Having tools and best practices in place for a distributed work model goes a long way in helping productivity, but the business benefits go beyond that. Remote companies that hold regular celebrations (virtual or otherwise) are 85% more likely to report being far above average in building company culture, according to Gusto.

Brex hosts an all-hands meeting every few weeks, with a running chat and active Slack channel. "People can participate and celebrate each other," Crossman said. "That rocket ship emoji gets a workout."

Brex's employee resource groups also serve as communities, where people connect on Slack but also in person when their paths align.

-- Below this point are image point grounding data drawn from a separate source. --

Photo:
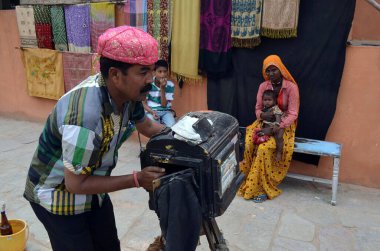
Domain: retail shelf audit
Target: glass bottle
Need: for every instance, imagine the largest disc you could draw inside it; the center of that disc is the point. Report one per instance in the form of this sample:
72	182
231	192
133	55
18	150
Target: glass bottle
5	227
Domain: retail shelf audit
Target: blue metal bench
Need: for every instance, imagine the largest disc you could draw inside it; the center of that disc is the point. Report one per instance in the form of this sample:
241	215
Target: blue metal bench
321	148
314	147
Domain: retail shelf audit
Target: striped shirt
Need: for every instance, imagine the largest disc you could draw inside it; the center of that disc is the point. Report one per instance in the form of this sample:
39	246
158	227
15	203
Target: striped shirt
82	134
154	97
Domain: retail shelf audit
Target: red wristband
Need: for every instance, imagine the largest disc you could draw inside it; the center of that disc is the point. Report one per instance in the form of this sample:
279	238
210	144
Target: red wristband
136	179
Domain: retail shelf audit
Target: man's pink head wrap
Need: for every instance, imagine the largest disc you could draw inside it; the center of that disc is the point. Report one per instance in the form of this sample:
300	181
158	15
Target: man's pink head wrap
128	44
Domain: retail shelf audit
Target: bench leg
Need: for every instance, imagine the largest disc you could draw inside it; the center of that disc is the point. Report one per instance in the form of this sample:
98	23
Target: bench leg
335	180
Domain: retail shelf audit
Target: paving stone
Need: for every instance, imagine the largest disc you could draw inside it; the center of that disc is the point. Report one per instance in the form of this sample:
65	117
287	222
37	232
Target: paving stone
285	244
367	240
142	233
296	228
308	221
336	238
358	218
319	214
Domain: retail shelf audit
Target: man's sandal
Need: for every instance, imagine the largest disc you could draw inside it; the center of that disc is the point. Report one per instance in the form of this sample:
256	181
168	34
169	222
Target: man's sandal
260	198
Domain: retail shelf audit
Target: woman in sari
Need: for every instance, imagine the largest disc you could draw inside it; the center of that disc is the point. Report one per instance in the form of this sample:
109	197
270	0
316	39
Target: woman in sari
263	172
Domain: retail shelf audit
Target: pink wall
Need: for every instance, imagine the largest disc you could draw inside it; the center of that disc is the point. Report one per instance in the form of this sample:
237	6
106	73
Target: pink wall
366	24
356	122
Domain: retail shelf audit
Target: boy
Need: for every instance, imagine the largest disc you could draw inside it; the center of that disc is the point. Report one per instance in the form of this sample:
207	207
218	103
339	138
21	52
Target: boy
269	103
159	99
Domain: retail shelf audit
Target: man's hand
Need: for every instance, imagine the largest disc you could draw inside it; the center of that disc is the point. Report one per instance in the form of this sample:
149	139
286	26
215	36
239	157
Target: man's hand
148	174
154	114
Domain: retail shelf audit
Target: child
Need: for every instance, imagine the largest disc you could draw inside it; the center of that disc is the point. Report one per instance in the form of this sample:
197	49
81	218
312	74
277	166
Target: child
269	103
159	99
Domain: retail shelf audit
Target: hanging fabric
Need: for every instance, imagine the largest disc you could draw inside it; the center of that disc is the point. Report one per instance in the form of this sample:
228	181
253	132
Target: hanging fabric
245	23
26	27
42	20
280	18
44	73
59	28
215	37
135	14
77	18
185	40
95	64
158	25
76	68
102	18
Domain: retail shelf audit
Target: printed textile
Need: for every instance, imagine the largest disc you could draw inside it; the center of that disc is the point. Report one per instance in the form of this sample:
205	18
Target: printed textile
102	18
76	68
26	27
42	20
128	44
44	73
245	23
158	25
59	28
185	40
215	39
77	18
280	18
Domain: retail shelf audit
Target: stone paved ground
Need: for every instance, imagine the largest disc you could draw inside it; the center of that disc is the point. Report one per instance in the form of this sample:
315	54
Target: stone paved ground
300	219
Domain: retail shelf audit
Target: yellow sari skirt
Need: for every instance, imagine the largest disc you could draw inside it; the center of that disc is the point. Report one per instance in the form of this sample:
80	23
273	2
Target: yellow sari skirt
262	172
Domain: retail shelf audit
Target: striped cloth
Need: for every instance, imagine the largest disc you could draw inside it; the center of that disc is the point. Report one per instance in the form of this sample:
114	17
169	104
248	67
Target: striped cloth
245	23
280	18
185	40
44	72
76	68
135	14
59	28
102	18
77	18
154	96
158	25
79	136
26	27
42	20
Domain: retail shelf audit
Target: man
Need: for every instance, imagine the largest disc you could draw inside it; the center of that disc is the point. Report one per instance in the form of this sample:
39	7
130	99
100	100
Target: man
69	176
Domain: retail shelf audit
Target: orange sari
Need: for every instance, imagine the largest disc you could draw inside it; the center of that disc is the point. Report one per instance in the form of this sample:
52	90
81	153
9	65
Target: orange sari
263	172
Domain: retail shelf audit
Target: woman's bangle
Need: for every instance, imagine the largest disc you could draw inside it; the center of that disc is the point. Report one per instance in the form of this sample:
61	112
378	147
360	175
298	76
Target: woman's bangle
135	178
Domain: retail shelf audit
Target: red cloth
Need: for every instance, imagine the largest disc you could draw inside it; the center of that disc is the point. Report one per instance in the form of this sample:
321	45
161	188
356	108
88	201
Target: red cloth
44	36
257	140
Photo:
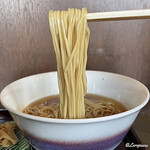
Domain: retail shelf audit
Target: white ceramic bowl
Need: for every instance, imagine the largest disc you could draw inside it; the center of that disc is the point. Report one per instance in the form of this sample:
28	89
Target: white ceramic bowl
79	134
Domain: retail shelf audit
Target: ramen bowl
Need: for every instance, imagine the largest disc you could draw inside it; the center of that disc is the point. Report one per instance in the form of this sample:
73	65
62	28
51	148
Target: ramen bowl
75	134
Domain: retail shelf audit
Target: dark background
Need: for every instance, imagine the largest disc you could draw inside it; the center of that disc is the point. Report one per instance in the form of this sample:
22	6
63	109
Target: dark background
116	46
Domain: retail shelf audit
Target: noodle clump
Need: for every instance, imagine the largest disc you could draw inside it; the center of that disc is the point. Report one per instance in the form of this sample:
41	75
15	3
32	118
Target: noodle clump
70	35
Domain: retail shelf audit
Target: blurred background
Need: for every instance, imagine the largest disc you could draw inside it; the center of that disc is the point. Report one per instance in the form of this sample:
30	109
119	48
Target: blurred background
115	46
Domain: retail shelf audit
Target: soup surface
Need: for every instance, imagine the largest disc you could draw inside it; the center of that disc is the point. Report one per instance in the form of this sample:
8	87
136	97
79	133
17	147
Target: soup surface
95	106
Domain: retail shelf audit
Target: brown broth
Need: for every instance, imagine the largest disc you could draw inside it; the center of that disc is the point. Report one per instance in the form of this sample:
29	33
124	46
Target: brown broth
92	97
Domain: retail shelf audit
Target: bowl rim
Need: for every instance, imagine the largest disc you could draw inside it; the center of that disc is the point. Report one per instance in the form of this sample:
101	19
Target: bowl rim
76	121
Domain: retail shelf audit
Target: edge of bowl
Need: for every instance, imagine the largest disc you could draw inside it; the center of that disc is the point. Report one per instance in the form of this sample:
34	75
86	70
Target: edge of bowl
87	120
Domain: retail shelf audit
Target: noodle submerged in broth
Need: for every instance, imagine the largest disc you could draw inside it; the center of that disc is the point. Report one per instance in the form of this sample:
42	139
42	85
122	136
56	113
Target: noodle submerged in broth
70	35
95	106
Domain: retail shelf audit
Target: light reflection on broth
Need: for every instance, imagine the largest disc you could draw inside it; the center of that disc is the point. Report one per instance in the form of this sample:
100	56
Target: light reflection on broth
95	106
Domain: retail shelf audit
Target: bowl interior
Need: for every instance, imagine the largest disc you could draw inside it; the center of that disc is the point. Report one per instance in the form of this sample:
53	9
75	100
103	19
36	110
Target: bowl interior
21	93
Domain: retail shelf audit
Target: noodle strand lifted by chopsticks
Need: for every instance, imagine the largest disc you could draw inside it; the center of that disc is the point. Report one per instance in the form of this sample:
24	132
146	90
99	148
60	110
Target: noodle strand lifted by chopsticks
70	34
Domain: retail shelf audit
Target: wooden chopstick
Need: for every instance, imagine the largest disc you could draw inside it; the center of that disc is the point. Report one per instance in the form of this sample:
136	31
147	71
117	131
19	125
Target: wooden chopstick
119	15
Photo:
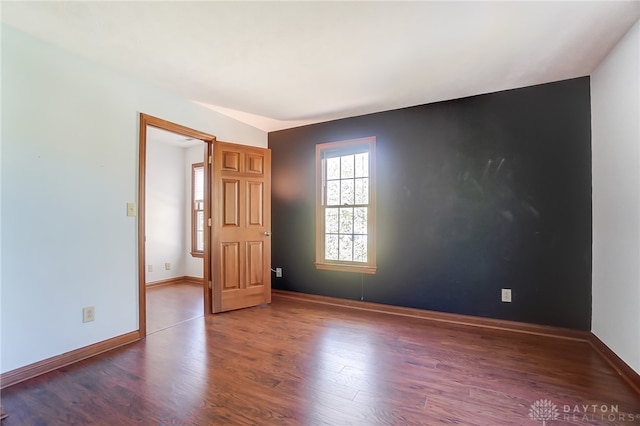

This is another way to increase employee visibility. "I think those communities can be an equalizer. You don't think about level. You don't think about hierarchy," Crossman said.

While there is a benefit to meetings (and, for some workers, emotional attachment), there are more modern ways of coming together that serve both the people and the organization's objectives. Reeder says figuring out how to minimize meetings and constant notifications is a key part in developing the systemic standard of a remote-first company. "For me, the attitude is, 'How do we use whatever tools we have and try to create the best experience for people?'"

It's important for companies to take a "first principles" approach to these types of questions. In this case, pick apart the foundational elements of what makes up a work experience — camaraderie, mentorship, flexibility, celebration and more — and see how current practices serve (or fail to serve) these parts. Thinking structurally, operating with malleability, maintaining trust in teams and questioning the status quo are all essential to building a mature distributed and flexible workplace.